Simulated Slow Motion Capture - 2010
This is a series of different water drops captured with different timedelays. The camera was triggered by a circuit monitoring a photoresistor. A laser beam was aimed at the photoresistor with the drop falling in the path of the beam.
As the drop falls, it breaks the beam causing the circuit to trigger the camera. A configuratble time delay is used to capture the drop in a different spot each time. Each frame is a different drop with a longer delay, but the drops were so identical that it appears to be the same drop in a different frame of a slow motion video.

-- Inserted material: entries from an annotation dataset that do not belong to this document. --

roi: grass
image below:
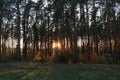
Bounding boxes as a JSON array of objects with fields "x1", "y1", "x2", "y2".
[{"x1": 0, "y1": 63, "x2": 120, "y2": 80}]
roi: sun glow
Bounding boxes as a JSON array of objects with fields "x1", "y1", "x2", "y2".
[
  {"x1": 53, "y1": 41, "x2": 61, "y2": 49},
  {"x1": 32, "y1": 0, "x2": 38, "y2": 3}
]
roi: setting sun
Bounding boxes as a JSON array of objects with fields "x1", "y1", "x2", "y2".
[{"x1": 53, "y1": 41, "x2": 61, "y2": 49}]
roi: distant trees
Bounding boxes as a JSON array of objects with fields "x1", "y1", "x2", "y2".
[{"x1": 0, "y1": 0, "x2": 120, "y2": 63}]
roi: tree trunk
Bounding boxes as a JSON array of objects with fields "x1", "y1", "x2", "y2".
[
  {"x1": 16, "y1": 0, "x2": 21, "y2": 61},
  {"x1": 23, "y1": 0, "x2": 27, "y2": 60}
]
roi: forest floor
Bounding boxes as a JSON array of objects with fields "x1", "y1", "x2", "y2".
[{"x1": 0, "y1": 62, "x2": 120, "y2": 80}]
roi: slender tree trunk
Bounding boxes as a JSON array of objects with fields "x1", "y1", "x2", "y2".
[
  {"x1": 16, "y1": 0, "x2": 21, "y2": 61},
  {"x1": 86, "y1": 2, "x2": 91, "y2": 61},
  {"x1": 71, "y1": 5, "x2": 79, "y2": 64},
  {"x1": 47, "y1": 16, "x2": 50, "y2": 58},
  {"x1": 0, "y1": 17, "x2": 2, "y2": 58}
]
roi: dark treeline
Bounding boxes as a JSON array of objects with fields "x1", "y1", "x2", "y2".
[{"x1": 0, "y1": 0, "x2": 120, "y2": 63}]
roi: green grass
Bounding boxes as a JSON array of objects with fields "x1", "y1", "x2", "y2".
[{"x1": 0, "y1": 63, "x2": 120, "y2": 80}]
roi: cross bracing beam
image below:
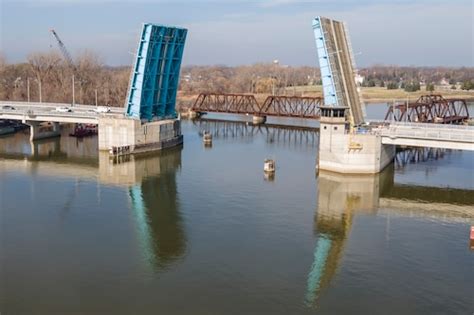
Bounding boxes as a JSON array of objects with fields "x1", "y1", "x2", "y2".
[{"x1": 313, "y1": 16, "x2": 365, "y2": 125}]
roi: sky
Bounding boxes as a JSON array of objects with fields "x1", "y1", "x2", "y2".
[{"x1": 0, "y1": 0, "x2": 474, "y2": 67}]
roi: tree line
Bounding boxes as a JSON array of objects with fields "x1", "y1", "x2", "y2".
[{"x1": 0, "y1": 51, "x2": 474, "y2": 106}]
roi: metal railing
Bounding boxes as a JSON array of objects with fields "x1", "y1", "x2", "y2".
[{"x1": 377, "y1": 123, "x2": 474, "y2": 144}]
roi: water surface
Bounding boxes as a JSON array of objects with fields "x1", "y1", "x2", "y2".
[{"x1": 0, "y1": 117, "x2": 474, "y2": 314}]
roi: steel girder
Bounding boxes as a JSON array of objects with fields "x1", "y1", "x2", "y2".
[
  {"x1": 125, "y1": 23, "x2": 187, "y2": 121},
  {"x1": 191, "y1": 93, "x2": 322, "y2": 119},
  {"x1": 385, "y1": 95, "x2": 469, "y2": 124}
]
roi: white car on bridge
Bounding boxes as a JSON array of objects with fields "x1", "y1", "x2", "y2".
[
  {"x1": 94, "y1": 106, "x2": 110, "y2": 114},
  {"x1": 54, "y1": 106, "x2": 72, "y2": 113}
]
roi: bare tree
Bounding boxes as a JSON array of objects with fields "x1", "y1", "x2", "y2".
[{"x1": 28, "y1": 52, "x2": 61, "y2": 102}]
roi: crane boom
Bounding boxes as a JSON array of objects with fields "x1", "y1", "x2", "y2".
[{"x1": 51, "y1": 29, "x2": 76, "y2": 69}]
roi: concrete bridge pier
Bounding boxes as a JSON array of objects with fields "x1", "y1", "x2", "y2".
[
  {"x1": 252, "y1": 115, "x2": 267, "y2": 125},
  {"x1": 24, "y1": 121, "x2": 61, "y2": 141}
]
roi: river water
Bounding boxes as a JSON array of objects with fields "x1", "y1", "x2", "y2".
[{"x1": 0, "y1": 105, "x2": 474, "y2": 315}]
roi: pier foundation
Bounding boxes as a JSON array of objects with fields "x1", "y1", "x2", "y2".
[
  {"x1": 99, "y1": 118, "x2": 183, "y2": 154},
  {"x1": 25, "y1": 121, "x2": 61, "y2": 141},
  {"x1": 252, "y1": 116, "x2": 267, "y2": 125},
  {"x1": 318, "y1": 109, "x2": 395, "y2": 174}
]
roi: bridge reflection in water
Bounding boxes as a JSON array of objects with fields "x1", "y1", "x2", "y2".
[
  {"x1": 305, "y1": 167, "x2": 474, "y2": 307},
  {"x1": 0, "y1": 137, "x2": 186, "y2": 272},
  {"x1": 106, "y1": 147, "x2": 186, "y2": 271},
  {"x1": 193, "y1": 119, "x2": 319, "y2": 147}
]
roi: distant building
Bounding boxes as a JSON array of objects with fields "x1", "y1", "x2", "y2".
[
  {"x1": 355, "y1": 73, "x2": 365, "y2": 86},
  {"x1": 439, "y1": 78, "x2": 450, "y2": 86}
]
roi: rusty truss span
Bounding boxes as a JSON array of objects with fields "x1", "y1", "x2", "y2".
[
  {"x1": 191, "y1": 93, "x2": 322, "y2": 119},
  {"x1": 193, "y1": 119, "x2": 319, "y2": 147},
  {"x1": 385, "y1": 95, "x2": 469, "y2": 124}
]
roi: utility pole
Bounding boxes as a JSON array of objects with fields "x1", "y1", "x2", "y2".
[
  {"x1": 72, "y1": 74, "x2": 76, "y2": 106},
  {"x1": 38, "y1": 79, "x2": 43, "y2": 103},
  {"x1": 26, "y1": 78, "x2": 30, "y2": 103}
]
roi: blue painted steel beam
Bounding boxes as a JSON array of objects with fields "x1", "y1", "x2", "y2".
[
  {"x1": 313, "y1": 16, "x2": 339, "y2": 106},
  {"x1": 125, "y1": 23, "x2": 187, "y2": 121}
]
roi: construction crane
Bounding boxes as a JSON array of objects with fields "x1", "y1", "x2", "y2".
[{"x1": 51, "y1": 29, "x2": 76, "y2": 70}]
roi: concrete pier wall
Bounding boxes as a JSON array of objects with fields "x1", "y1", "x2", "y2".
[
  {"x1": 99, "y1": 118, "x2": 183, "y2": 153},
  {"x1": 25, "y1": 121, "x2": 61, "y2": 141},
  {"x1": 319, "y1": 122, "x2": 395, "y2": 174}
]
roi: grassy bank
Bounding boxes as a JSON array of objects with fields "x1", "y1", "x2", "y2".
[{"x1": 286, "y1": 85, "x2": 474, "y2": 103}]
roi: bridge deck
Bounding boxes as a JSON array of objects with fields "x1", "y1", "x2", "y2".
[
  {"x1": 0, "y1": 101, "x2": 124, "y2": 124},
  {"x1": 375, "y1": 122, "x2": 474, "y2": 151}
]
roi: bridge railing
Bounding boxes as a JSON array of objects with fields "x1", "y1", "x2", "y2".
[{"x1": 378, "y1": 122, "x2": 474, "y2": 144}]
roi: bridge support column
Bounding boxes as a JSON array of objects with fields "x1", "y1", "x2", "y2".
[
  {"x1": 252, "y1": 116, "x2": 267, "y2": 125},
  {"x1": 188, "y1": 110, "x2": 201, "y2": 119},
  {"x1": 25, "y1": 121, "x2": 61, "y2": 141},
  {"x1": 99, "y1": 117, "x2": 183, "y2": 155}
]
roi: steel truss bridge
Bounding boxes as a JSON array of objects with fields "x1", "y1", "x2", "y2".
[
  {"x1": 385, "y1": 95, "x2": 469, "y2": 124},
  {"x1": 193, "y1": 119, "x2": 319, "y2": 147},
  {"x1": 394, "y1": 147, "x2": 453, "y2": 169},
  {"x1": 191, "y1": 93, "x2": 323, "y2": 119}
]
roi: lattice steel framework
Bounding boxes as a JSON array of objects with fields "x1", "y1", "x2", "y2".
[
  {"x1": 260, "y1": 96, "x2": 322, "y2": 119},
  {"x1": 313, "y1": 16, "x2": 365, "y2": 125},
  {"x1": 385, "y1": 95, "x2": 469, "y2": 124},
  {"x1": 191, "y1": 93, "x2": 322, "y2": 119},
  {"x1": 192, "y1": 93, "x2": 260, "y2": 114},
  {"x1": 125, "y1": 23, "x2": 187, "y2": 121}
]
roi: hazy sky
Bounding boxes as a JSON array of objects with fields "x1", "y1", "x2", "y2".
[{"x1": 0, "y1": 0, "x2": 474, "y2": 67}]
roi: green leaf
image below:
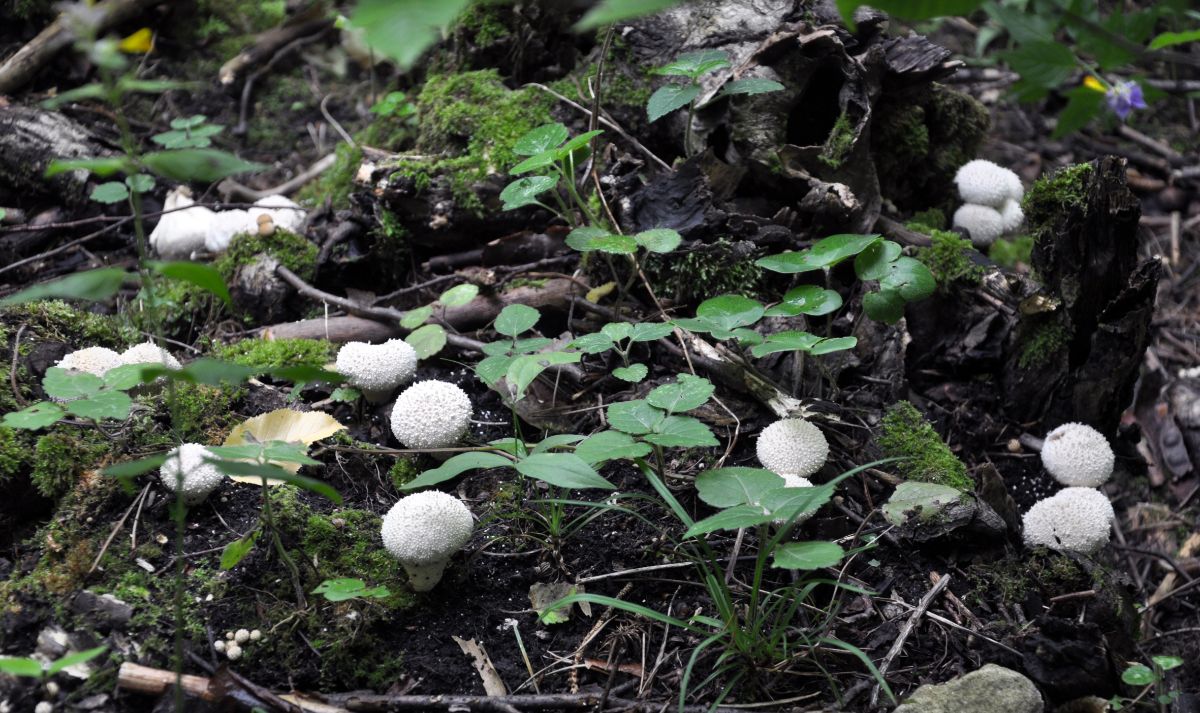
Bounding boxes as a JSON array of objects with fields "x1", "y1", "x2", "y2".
[
  {"x1": 438, "y1": 282, "x2": 479, "y2": 307},
  {"x1": 500, "y1": 175, "x2": 558, "y2": 210},
  {"x1": 142, "y1": 149, "x2": 265, "y2": 184},
  {"x1": 221, "y1": 529, "x2": 260, "y2": 570},
  {"x1": 0, "y1": 268, "x2": 132, "y2": 302},
  {"x1": 0, "y1": 401, "x2": 64, "y2": 431},
  {"x1": 493, "y1": 305, "x2": 541, "y2": 337},
  {"x1": 66, "y1": 391, "x2": 133, "y2": 421},
  {"x1": 646, "y1": 373, "x2": 716, "y2": 413},
  {"x1": 512, "y1": 453, "x2": 617, "y2": 490},
  {"x1": 400, "y1": 451, "x2": 512, "y2": 490},
  {"x1": 612, "y1": 364, "x2": 650, "y2": 384},
  {"x1": 350, "y1": 0, "x2": 470, "y2": 70},
  {"x1": 404, "y1": 324, "x2": 446, "y2": 359},
  {"x1": 146, "y1": 260, "x2": 233, "y2": 307},
  {"x1": 89, "y1": 181, "x2": 130, "y2": 203},
  {"x1": 646, "y1": 84, "x2": 700, "y2": 122},
  {"x1": 642, "y1": 415, "x2": 720, "y2": 448},
  {"x1": 721, "y1": 77, "x2": 784, "y2": 96},
  {"x1": 606, "y1": 399, "x2": 666, "y2": 436},
  {"x1": 696, "y1": 467, "x2": 785, "y2": 508},
  {"x1": 575, "y1": 0, "x2": 683, "y2": 32},
  {"x1": 42, "y1": 366, "x2": 104, "y2": 401},
  {"x1": 766, "y1": 284, "x2": 841, "y2": 317},
  {"x1": 512, "y1": 124, "x2": 570, "y2": 156},
  {"x1": 634, "y1": 228, "x2": 683, "y2": 253},
  {"x1": 575, "y1": 431, "x2": 652, "y2": 466},
  {"x1": 755, "y1": 234, "x2": 881, "y2": 275},
  {"x1": 770, "y1": 540, "x2": 846, "y2": 570}
]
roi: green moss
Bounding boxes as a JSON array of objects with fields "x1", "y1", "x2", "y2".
[
  {"x1": 212, "y1": 338, "x2": 334, "y2": 369},
  {"x1": 917, "y1": 230, "x2": 986, "y2": 283},
  {"x1": 877, "y1": 401, "x2": 974, "y2": 491},
  {"x1": 1022, "y1": 163, "x2": 1093, "y2": 240},
  {"x1": 818, "y1": 112, "x2": 854, "y2": 168}
]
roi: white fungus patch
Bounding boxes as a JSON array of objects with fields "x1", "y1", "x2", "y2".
[
  {"x1": 757, "y1": 419, "x2": 829, "y2": 479},
  {"x1": 1042, "y1": 423, "x2": 1116, "y2": 487},
  {"x1": 1022, "y1": 487, "x2": 1116, "y2": 555},
  {"x1": 336, "y1": 340, "x2": 416, "y2": 403},
  {"x1": 158, "y1": 443, "x2": 224, "y2": 505},
  {"x1": 391, "y1": 381, "x2": 472, "y2": 448},
  {"x1": 380, "y1": 490, "x2": 475, "y2": 592}
]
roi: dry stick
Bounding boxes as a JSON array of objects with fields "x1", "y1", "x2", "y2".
[{"x1": 871, "y1": 575, "x2": 950, "y2": 707}]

I implemented the circuit with an NPN transistor, a photoresistor, a potentiometer, and an FPGA. The photoresistor and potentiometer allow me to set the sensitivity of the trigger so that a drop will trigger the camera correctly in any type of lighting conditions. Photos were taken with a Canon t1i and two flash units.
Thermal Profiles of PS3 / Xbox 360 - 2009
This is just fun with a thermal camera. We wanted to compare the relative thermal differences between the game consoles. Turns out the new playstation 3 slim was the warmest of the consoles while the xbox 360 elite was the coolest.
Simulated Wind Effects on Lightweight UAV - 2008
Project Objectives:- Simulate Aircraft Flight Characteristics
- Simulate Wind
- Simulate GPS location drift and introduced error
- Develop appropriate navigation functions to compensate for errors and deviations in the flight path
- Test scenarios that would be difficult to monitor in a real world test
- Develop new functionality without risking the aircraft
This project started by discovering the power of Atmel's 8-bit processors and playing with a simple demo board. I wrote code to control servos, process gps, and make calculations all with only 1k of ram. I moved on to writing code that ran on a pda and drove a remote control truck around a field using only gps. That system provided easy feedback for debugging and a user interface to view the course the truck would take. It led to the design and of a circuit board to shrink the size of the pda, gps, and servo controllers to fit onto a single board. As I have tested the system on a plane I noticed that nature has some variables that just take too much time to troubleshoot in the field. I created this applet to simulate the affects of wind and gps drift on my flight system. With any luck this will lead to better firmware that is more capable of adapting to an ever changing environment.